Eine Auswirkung wurde mir bei einem Spiel offenbar, dass wir ein paar Monate später spielten. Ich fragte den Jungen nach Lieblingsfarbe, Lieblingstier und welche Star Wars-Figur er gern wäre. Rot, Drache und ein Sith-Lord. Zur Erläuterung: Sith sind die Verkörperung des Bösen im Star Wars-Universum. Auf meine erschreckte Frage, warum er ein böser Ritter sein wolle antwortete der Junge, dass es für die Bösen immer viel leichter sei, ihre Ziele zu erreichen. Das habe er beim Spielen von Overlord gemerkt. Dort kann der Held sich auch gut verhalten. Aber es ist dann viel schwieriger, im Spiel Siege zu erzielen.
Jetzt stand ich vor zwei Optionen.
Option A: Kind verhauen. Computerverbot. Internetverbot. Gewaltspielverbot.
Nein. Das ist natürlich keine Option für mich. Für andere scheint es aber eine zu sein, wenn ich den Medien glauben kann.
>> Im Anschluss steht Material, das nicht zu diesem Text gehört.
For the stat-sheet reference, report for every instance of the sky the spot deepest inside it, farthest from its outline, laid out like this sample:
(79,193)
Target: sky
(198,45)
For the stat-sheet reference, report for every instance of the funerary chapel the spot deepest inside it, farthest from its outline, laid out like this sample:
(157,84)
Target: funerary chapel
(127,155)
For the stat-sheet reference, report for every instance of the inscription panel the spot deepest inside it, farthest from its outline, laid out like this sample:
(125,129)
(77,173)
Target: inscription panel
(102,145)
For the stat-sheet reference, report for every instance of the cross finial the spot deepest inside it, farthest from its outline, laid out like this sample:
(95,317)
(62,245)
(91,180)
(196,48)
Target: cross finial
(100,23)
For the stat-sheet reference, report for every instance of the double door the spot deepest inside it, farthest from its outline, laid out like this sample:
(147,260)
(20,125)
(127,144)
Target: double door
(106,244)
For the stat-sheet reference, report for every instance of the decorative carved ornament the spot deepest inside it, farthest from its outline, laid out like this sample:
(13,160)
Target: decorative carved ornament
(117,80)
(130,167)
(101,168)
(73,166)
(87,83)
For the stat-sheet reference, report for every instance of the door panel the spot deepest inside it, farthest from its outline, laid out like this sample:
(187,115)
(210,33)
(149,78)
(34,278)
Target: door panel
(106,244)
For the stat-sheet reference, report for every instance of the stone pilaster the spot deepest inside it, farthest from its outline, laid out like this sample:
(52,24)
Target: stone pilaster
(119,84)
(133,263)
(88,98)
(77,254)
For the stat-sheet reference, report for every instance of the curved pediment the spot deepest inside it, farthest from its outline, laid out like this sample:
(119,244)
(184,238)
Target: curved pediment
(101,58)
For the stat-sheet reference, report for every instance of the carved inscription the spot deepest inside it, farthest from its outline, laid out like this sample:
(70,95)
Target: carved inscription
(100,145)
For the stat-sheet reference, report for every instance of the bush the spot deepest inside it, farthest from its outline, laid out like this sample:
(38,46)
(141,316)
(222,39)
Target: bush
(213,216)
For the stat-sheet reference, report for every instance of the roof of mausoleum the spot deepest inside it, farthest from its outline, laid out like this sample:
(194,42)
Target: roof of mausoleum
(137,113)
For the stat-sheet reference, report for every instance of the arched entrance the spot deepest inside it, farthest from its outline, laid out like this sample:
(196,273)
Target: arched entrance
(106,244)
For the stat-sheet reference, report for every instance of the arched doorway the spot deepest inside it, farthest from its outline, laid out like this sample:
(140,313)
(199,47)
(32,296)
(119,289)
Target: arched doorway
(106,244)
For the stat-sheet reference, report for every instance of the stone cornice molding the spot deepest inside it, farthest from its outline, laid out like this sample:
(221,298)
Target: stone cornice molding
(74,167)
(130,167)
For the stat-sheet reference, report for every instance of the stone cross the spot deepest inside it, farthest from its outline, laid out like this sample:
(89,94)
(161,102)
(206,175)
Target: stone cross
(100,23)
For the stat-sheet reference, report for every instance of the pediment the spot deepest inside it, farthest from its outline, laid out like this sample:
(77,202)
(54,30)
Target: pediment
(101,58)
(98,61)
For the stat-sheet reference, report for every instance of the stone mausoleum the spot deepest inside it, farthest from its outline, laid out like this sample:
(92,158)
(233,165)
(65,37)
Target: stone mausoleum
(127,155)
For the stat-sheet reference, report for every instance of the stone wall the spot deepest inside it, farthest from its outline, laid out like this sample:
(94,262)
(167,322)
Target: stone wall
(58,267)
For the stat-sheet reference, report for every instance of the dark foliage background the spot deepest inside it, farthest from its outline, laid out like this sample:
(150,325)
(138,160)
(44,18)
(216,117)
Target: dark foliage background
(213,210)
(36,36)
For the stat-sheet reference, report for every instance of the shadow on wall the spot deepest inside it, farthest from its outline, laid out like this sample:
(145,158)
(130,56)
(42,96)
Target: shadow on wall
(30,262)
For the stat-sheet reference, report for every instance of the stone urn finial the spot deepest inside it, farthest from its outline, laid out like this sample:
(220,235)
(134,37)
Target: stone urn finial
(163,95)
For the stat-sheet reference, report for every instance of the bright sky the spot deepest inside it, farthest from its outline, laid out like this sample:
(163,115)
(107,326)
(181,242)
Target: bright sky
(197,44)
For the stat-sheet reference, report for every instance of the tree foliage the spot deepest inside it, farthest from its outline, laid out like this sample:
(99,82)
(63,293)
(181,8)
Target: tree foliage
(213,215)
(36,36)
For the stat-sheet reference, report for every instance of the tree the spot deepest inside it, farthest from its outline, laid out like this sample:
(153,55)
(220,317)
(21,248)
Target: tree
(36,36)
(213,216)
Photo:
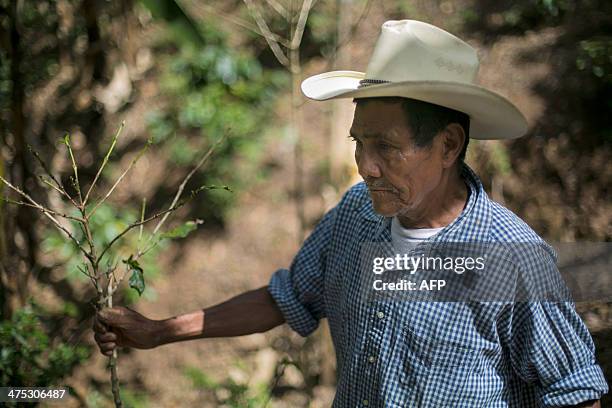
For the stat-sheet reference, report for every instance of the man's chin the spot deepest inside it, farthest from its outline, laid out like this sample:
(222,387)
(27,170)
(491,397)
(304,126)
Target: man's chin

Für mich kam nur dies in Frage:
Option B: Ich bestätige, dass es oft leichter ist, bestimmte Ziele zu erreichen, wenn man keine Rücksicht auf andere Menschen nehmen muss. Bitte aber zu bedenken: Sind Dir wirklich die anderen Menschen egal? Sind Dir deine Ziele wirklich wichtiger als ein friedliches Zusammenleben mit den anderen Menschen? Bist Du nicht der größere Held, wenn Du den schwierigeren Weg nimmst?